Thaddeus Mortimer Fowler – who signed as “T.M. Fowler” — was part of a small group of itinerant artists who made their living by sketching and publishing panoramic views of American cities and towns in the decades after the Civil War. During a career that began in 1869 and continued for another 53 years, Fowler published well over 400 views, more than that of any other American viewmaker. Of that total, more than half were of towns and cities in Pennsylvania – then the second largest state in the nation and a bustling center for steel, coal, glass, lumber, railroads and other industries. Thanks to Fowler – who came to make his home in Morrisville, Bucks County — the commonwealth boasts more bird’s eye views than any other state.
The examples showcased in the exhibit are presented in much the same sequence as they were originally drawn and published. Working in tandem with his business partner, James Moyer, Fowler canvased the state, region by region, beginning in 1888. Visitors to the exhibit will get a strong feel for the varied and often surprisingly landscapes that the pair encountered and depicted as they worked their way across the state.
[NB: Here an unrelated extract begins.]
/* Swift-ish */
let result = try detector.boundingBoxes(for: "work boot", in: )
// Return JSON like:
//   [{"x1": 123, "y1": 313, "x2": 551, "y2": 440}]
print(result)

We invite you to tour this exhibit, which includes a touch-screen interactive allowing visitors to explore more than 200 additional digitized views of Pennsylvania towns and cities.
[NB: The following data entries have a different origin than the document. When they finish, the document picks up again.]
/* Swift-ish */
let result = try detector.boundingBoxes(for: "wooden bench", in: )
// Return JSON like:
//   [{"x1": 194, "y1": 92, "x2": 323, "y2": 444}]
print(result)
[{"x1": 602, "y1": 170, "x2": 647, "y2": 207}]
Every Thing of Interest Shown materials:
Fowler views at The Pennsylvania State Archives
The State Archives has digitized its collection of nearly 170 Pennsylvania bird’s-eye views drawn by T.M. Fowler.
The Art and Technique of Bird’s-Eye Viewmaking
John Reps is professor emeritus at Cornell University and the foremost expert on the history of town views and the artists who created them. Hear Professor Reps as he discusses the art and technique of viewmaking and T.M. Fowler’s work in Pennsylvania towns and cities:
Upcoming Fowler Events at The State Museum
Bird’s Eye Views in Historic Preservation – The State Museum of Pennsylvania – April 13
Historic preservation specialists from the State Historic Preservation Office, Bryan Van Sweden and Shelby Splain, will discuss the uses of Fowler’s views in historic preservation at 12:15 p.m. on Friday, April 13 at the State Museum of Pennsylvania. When combined with other resources, these views can offer architects, planners, and preservation advocates clues about how these communities grew and developed and how the townscapes, residential and commercial buildings, and regional industries have changed over time. Program participants will explore such topics as historic architecture and African American community building in late 19th-century Pennsylvania.
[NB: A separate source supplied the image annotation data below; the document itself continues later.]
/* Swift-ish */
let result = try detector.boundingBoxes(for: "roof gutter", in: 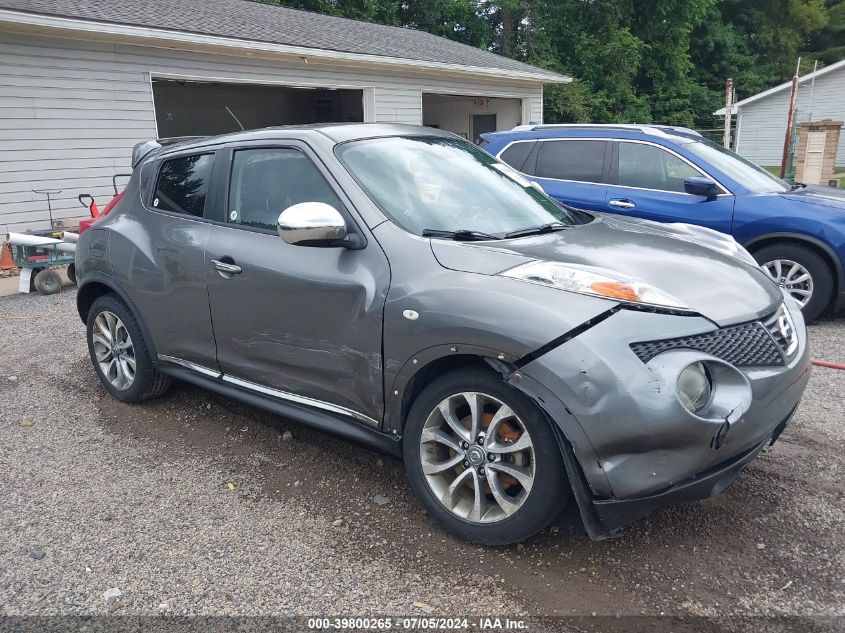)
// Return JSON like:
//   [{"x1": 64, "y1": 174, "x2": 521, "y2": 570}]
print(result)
[{"x1": 0, "y1": 9, "x2": 572, "y2": 84}]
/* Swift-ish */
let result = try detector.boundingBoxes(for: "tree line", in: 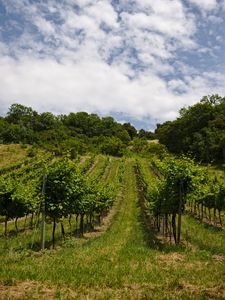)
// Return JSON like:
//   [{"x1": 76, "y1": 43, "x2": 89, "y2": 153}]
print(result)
[
  {"x1": 155, "y1": 95, "x2": 225, "y2": 163},
  {"x1": 0, "y1": 104, "x2": 153, "y2": 156}
]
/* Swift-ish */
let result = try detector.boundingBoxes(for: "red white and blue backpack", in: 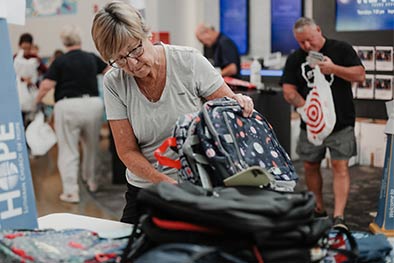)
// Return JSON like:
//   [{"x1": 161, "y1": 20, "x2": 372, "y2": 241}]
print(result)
[{"x1": 155, "y1": 98, "x2": 298, "y2": 191}]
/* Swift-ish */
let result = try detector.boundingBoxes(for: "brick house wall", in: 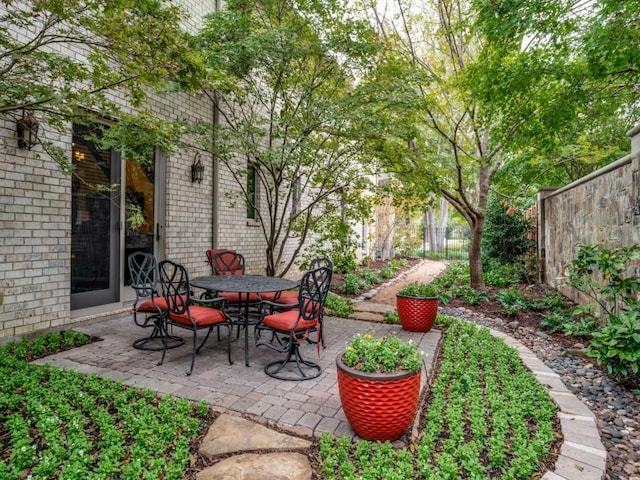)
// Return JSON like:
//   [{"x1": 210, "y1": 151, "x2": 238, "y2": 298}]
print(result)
[{"x1": 0, "y1": 0, "x2": 282, "y2": 338}]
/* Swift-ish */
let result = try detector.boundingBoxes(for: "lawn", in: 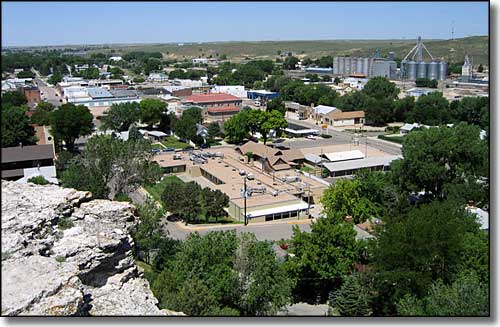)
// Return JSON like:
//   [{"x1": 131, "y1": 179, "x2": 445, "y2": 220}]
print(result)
[
  {"x1": 161, "y1": 136, "x2": 189, "y2": 149},
  {"x1": 144, "y1": 175, "x2": 184, "y2": 203},
  {"x1": 151, "y1": 143, "x2": 165, "y2": 150}
]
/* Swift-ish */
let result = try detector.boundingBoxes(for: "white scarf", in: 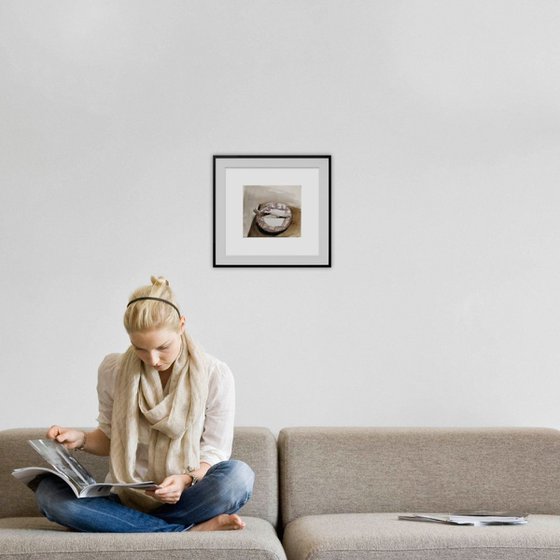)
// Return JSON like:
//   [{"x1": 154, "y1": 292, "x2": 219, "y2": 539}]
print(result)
[{"x1": 111, "y1": 334, "x2": 208, "y2": 511}]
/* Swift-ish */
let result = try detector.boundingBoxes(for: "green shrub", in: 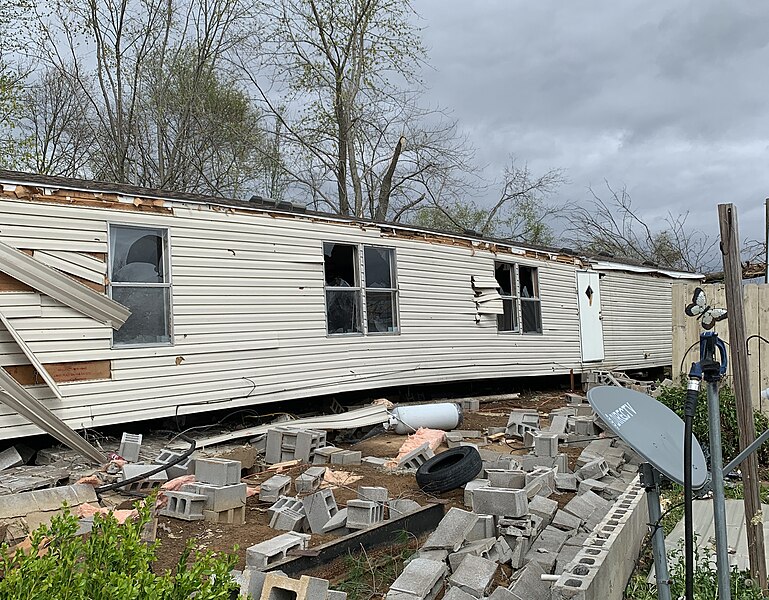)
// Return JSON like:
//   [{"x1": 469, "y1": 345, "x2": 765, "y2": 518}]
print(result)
[
  {"x1": 0, "y1": 496, "x2": 237, "y2": 600},
  {"x1": 658, "y1": 382, "x2": 769, "y2": 465}
]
Pennsylvania’s Past, Present and Future – The State Museum of Pennsylvania – April 20
John Hayden, an engineer with Reynolds Energy Services in Harrisburg, will discuss the past, present and future of Pennsylvania’s industrial communities at 12:15 p.m. on Friday, April 20 at The State Museum of Pennsylvania. Fowler’s views were highly regarded for their accurate depiction of not just buildings but also infrastructure – the industries and transportation systems that allowed these towns and cities to grow and prosper in the decades after the Civil War. By drawing on satellite imagery and other resources, Hayden will discuss some of the ways that Fowler’s views can be used to guide municipalities as they look to modernize their local economies and build on their past.
Fowler views and Pennsylvania’s railroads – The State Museum of Pennsylvania – April 27
Join Kurt Bell, archivist from the Pennsylvania State Archives, as he explores how Fowler’s views can be used to document and interpret the history of Pennsylvania’s vast railroad network in the late 19th century. The presentation, which will take place at 12:15 p.m. on Friday, April 27 at The State Museum of Pennsylvania, will look at a few case studies of Fowler maps from Pittsburgh, Scranton, Altoona, Columbia and elsewhere to illustrate the details of yards, tunnels, depots, bridges, track rights-of-way, and parallel transport systems such as canals, turnpikes, and stagecoach routes. Bell’s presentation will also look at the broader geography of railroads in Pennsylvania and their relationship to the many communities that they served and helped shape.